Reduction of Microglia-Induced Neuroinflammation

Experiments showed that MC3482 significantly downregulated mRNA and protein levels of pro-inflammatory cytokines and chemokines (IL-1β, IL-6, TNF-α, etc.), inhibiting excessive activation of microglia following ischaemic stroke.

Inhibition of Neuronal Apoptosis

Western blot analysis showed that MC3482 reduced the expression of pro-apoptotic molecules (BAX, Caspase-3, Caspase-9) and increased levels of anti-apoptotic molecules (Bcl-XL). Additionally, terminal deoxynucleotidyl transferase dUTP nick end labeling (TUNEL) staining showed significantly reduced neuronal apoptosis in the MC3482 treatment group.

Effects on Annexin-A1 Succinylation Level and Subcellular Localization

Co-immunoprecipitation results showed that MC3482 blocked the interaction between Sirt5 and Annexin-A1, significantly increasing the succinylation level of Annexin-A1. Immunofluorescence and subcellular fractionation analysis showed that MC3482 reduced nuclear translocation of Annexin-A1 and increased its recruitment to the membrane and extracellular secretion.

Discussion and Conclusion

This study provides compelling evidence that the Sirt5-specific inhibitor MC3482 alleviates microglia-mediated neuroinflammation induced by ischaemic stroke and improves long-term neurological function by inhibiting Annexin-A1 desuccinylation. MC3482 not only significantly reduced infarct volume but also improved cognitive function and reduced anxiety-like behavior in mice.
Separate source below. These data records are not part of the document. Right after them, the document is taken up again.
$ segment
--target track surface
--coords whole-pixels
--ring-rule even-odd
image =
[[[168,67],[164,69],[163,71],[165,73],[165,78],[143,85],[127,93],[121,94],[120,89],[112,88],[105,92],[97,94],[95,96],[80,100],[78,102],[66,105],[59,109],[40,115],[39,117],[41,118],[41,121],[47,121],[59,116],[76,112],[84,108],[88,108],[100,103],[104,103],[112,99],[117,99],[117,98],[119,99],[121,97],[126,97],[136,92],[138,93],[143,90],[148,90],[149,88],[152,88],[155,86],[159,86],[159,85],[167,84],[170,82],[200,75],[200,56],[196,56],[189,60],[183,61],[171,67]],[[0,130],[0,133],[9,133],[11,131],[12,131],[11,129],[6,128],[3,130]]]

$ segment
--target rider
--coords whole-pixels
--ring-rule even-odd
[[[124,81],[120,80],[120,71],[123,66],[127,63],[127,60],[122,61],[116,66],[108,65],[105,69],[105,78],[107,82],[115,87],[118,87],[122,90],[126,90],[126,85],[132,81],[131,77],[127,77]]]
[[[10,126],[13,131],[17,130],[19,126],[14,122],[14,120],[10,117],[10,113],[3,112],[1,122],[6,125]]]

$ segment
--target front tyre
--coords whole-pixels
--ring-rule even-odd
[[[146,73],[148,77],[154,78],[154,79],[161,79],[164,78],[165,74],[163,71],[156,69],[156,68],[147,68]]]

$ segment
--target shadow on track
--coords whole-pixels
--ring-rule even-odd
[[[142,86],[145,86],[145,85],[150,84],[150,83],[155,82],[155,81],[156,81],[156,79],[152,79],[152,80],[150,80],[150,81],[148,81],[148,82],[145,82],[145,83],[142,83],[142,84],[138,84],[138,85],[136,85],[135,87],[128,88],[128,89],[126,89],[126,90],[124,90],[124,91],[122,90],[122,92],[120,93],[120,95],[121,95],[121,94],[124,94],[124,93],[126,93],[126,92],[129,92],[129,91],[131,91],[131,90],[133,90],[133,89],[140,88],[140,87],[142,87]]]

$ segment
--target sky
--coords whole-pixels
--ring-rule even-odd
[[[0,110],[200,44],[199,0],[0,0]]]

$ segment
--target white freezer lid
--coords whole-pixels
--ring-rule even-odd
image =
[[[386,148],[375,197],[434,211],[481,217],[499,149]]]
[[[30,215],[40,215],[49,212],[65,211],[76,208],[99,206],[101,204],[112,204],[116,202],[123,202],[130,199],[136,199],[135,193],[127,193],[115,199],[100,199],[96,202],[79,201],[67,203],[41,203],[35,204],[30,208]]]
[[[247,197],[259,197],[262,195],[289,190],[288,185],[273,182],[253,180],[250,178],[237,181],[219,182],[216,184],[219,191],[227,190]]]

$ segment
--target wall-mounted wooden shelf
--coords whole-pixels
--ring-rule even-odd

Mechanistic studies indicated that MC3482 inhibited the interaction between Sirt5 and Annexin-A1, increasing Annexin-A1’s succinylation level and its recruitment to the membrane and extracellular secretion.

Research Highlights

1. Key Finding: MC3482 significantly reduced ischaemic brain injury and improved long-term neurological function by upregulating the succinylation level of Annexin-A1.
2. Problem Solved: This study demonstrated that the Sirt5 inhibitor MC3482 can effectively combat neuroinflammation caused by ischaemic stroke, providing a potential therapeutic strategy for this disease.
3. Methodological Innovation: The study employed a mouse MCAO model and systematically evaluated the mechanism of action of MC3482 in ischaemic stroke.

The conclusion of this study is that MC3482, as a specific inhibitor of Sirt5, may become an effective new drug candidate for treating ischaemic stroke by regulating the succinylation level of Annexin-A1. Future research should further explore its specific mechanisms of action and clinical application prospects.